While both rails look very similar, the individual rails actually serve different purposes. One rail is for providing power to the car while the other is for keeping the car on the ground. The guide that is attached to the rail that keeps it grounded prevents the car from falling off of the track while the other connects it to the power source to keep the car running.

Not all slot car tracks are created equal. The usual tracks are often composed of relatively small numbers of longer sections while the less common ones comprise of many small individual sections clipped together to form race tracks of different lengths and sizes. For starters, most race tracks in the United States use the longer sections as their design allow for better power supply and lesser interruption with the power source. The lesser interruption, the better as the speed of the car depends entirely on the continuous stream of power to its motor.

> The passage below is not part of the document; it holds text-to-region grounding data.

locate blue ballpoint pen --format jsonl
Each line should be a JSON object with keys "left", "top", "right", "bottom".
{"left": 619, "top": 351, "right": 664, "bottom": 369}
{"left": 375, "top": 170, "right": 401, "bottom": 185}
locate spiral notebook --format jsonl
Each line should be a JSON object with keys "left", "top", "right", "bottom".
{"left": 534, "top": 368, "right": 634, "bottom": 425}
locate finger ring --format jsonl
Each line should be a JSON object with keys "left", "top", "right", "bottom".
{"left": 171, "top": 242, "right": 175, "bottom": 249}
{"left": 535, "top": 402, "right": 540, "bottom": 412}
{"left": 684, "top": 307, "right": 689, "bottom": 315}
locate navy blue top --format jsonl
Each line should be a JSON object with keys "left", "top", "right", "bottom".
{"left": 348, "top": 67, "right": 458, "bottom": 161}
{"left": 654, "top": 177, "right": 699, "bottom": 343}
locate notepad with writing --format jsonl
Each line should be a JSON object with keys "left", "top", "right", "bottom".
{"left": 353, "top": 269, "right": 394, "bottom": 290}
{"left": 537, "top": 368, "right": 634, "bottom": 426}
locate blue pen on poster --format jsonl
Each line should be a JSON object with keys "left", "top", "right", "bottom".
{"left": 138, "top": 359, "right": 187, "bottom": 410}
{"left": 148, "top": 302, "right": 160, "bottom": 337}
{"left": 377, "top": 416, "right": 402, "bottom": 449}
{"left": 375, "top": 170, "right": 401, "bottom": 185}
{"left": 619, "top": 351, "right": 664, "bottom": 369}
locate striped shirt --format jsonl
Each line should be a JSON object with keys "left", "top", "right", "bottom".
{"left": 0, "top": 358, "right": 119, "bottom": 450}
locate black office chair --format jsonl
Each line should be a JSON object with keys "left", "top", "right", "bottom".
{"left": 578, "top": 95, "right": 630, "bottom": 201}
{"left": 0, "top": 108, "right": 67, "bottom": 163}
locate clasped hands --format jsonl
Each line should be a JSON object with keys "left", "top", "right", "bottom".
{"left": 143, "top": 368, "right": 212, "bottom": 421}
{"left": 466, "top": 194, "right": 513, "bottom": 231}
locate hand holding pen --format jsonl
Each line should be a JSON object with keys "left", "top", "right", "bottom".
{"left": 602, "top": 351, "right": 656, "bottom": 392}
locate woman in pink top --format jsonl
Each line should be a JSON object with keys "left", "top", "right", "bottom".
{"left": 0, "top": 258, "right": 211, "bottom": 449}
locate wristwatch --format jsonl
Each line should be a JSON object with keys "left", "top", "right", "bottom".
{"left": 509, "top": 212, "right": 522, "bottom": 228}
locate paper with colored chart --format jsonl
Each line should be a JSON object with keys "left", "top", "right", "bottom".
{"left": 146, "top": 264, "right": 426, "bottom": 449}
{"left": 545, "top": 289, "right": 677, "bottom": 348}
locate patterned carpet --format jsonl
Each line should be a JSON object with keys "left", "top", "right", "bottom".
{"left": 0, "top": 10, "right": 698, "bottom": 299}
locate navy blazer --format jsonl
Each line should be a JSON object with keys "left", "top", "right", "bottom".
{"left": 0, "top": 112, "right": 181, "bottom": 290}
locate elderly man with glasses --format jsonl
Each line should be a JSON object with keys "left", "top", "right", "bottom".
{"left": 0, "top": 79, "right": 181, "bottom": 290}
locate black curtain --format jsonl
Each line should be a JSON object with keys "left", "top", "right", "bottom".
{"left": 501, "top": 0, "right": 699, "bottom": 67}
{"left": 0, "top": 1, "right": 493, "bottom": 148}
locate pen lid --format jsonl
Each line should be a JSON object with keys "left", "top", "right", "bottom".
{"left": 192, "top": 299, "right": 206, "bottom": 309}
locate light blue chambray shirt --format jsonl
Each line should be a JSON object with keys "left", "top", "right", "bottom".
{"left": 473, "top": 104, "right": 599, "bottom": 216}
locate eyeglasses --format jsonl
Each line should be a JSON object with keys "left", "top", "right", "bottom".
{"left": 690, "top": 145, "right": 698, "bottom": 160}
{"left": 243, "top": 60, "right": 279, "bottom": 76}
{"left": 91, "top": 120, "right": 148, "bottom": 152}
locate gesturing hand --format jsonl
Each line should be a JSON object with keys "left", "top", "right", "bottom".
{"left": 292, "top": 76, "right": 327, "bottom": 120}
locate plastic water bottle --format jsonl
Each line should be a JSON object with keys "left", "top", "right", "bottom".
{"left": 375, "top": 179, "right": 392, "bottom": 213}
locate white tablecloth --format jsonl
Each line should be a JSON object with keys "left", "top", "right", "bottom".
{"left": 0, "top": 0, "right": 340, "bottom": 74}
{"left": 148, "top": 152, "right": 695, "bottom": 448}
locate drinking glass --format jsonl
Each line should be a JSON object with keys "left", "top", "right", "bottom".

How power supply in slot car tracks work?

The importance of continuous power supply to any racing slot car can’t be stressed enough. Interruption in power often causes the car to slow down, or worse, to stop working altogether.

The supply of power to the track comes from a device that is plugged to a nearby wall outlet. The power supply then receives power from the source on the outlet, converts it into direct current or DC, and supplies it to the car. The voltage that is typically received by the cars on the track usually ranges from 12 volts to 18 volts and 1 to 2 amps.

For more advanced slot lot cars though, drivers could add additional power to the race track to jazz up the performance of the car. This is done by pumping additional power to the track via individual power supplies for each racing lane. Doing so can increase the power of each lane by as much as 10 amps. Although this additional power generally increases the performance of each car, most cars require only up to 5 amps for enhanced performance.

This also poses the additional problem of modifying the powerbase, or the track segment where the power supply is attached, to regulate the additional power.